In applying to join the bench last year, Lum pointed out she would be in the small minority of Court of Appeals judges who have prior experience handling domestic relations cases, which make up approximately 10% of the court’s caseload. Her lengthy resume included pro bono legal work and mediation, criminal appeals, landlord-tenant disputes and expertise in other technical areas, such as forensic accounting and birth defects.
“The enjoyment I derive from learning new fields of study and my ability to absorb them relatively easily is a personality trait and skill that will translate well to a position as a judge on the Court of Appeals,” she wrote.
Chief Judge Gilbert M. Román noted that Colorado’s second-highest court made national news last month, as the U.S. Supreme Court heard oral arguments in the First Amendment case of Counterman v. Colorado. The justices reviewed a decision directly from the Court of Appeals. The judge who authored it, Craig R. Welling, traveled to Washington, D.C. to witness the arguments in person.
“We do serious and really important work,” Román said.

He also described one of Lum’s early experiences as a judge, in which she was set to hear oral arguments as part of a three-person panel. However, shortly before the parties were to arrive, one of the panel members called out unexpectedly and there was no time to get another judge up to speed on the cases. Instead, Román explained, there was a “policy decision” that – for apparently the first time ever – the Court of Appeals would hold arguments with two judges and allow the absent judge to review the video before deliberating.
The most senior judge on the panel, John Daniel Dailey, could have described the unusual logistics to the parties, Román said.
Instead, “he turned to our most junior judge and said, ‘Welcome to the court. Please explain to the attorneys what we’re doing and why,'” continued Román. “So she did, and she did an amazing job.”
Two of Lum’s former colleagues in private practice, Jerremy M. Ramp and Steven C. Lass, described her willingness to adapt to new tasks and to help people facing crisis and uncertainty. They spoke of Lum’s house visits to one elderly client, who was unable to use technology, in the early COVID-19 pandemic to ensure he understood legal documents.

During her time leading one of the Colorado Bar Association’s diversity, equity and inclusivity committees, Lum helped revise domestic relations court forms to be more sensitive to LGBTQ and nonbinary litigants. Kara Veitch, who is involved in screening judicial applicants for Gov. Jared Polis, cited Lum’s volunteer work when describing how she “touched the lives of many” in family law.
Attendees at Lum’s investiture learned more intimate details about the judge, including that she is a rock climber, a talented doodler and someone whose sister holds a patent for an invention Lum described as “space rudders.”
Lum touched on her experience at the court to date, disclosing that, even when a panel of judges cannot agree on the outcome, judges on opposite sides of the decision will often alert their counterparts to precedent that supports the opposing argument.

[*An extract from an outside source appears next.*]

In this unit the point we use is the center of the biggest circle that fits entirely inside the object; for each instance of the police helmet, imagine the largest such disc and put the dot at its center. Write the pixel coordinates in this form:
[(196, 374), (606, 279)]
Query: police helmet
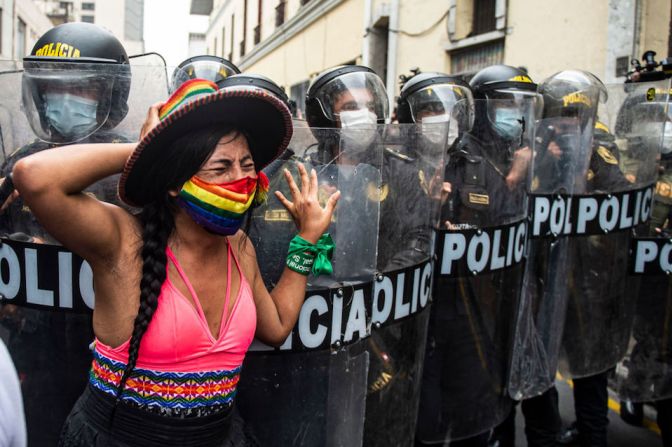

She also invoked her former boss, the late Supreme Court Justice Gregory J. Hobbs Jr., who taught her how to work with collegiality on the “group projects” of writing appellate opinions. She recalled an anecdote of Hobbs, after a difficult legal discussion with his colleagues, saying, “Isn’t this the greatest job?”
“I had one of those moments last week,” said Lum. “My clerk and I were talking through how we were gonna resolve a pretty complicated, novel issue and this smile came over my face and I thought, ‘Justice Hobbs was right.'”
She closed her remarks by describing her time in traffic court and reminding her colleagues that in domestic relations cases, which include matters of divorce and custody, around 75% of litigants do not have an attorney. Lum advocated for judges to be mindful of that imbalance in power and knowledge.
“Even though we can’t always address every argument, we can take care not to be dismissive in our tone,” she said. “Even though we cannot necessarily construct a winning argument for a self-represented litigant, nor can we reject their contention simply because they cannot articulate it like a lawyer.”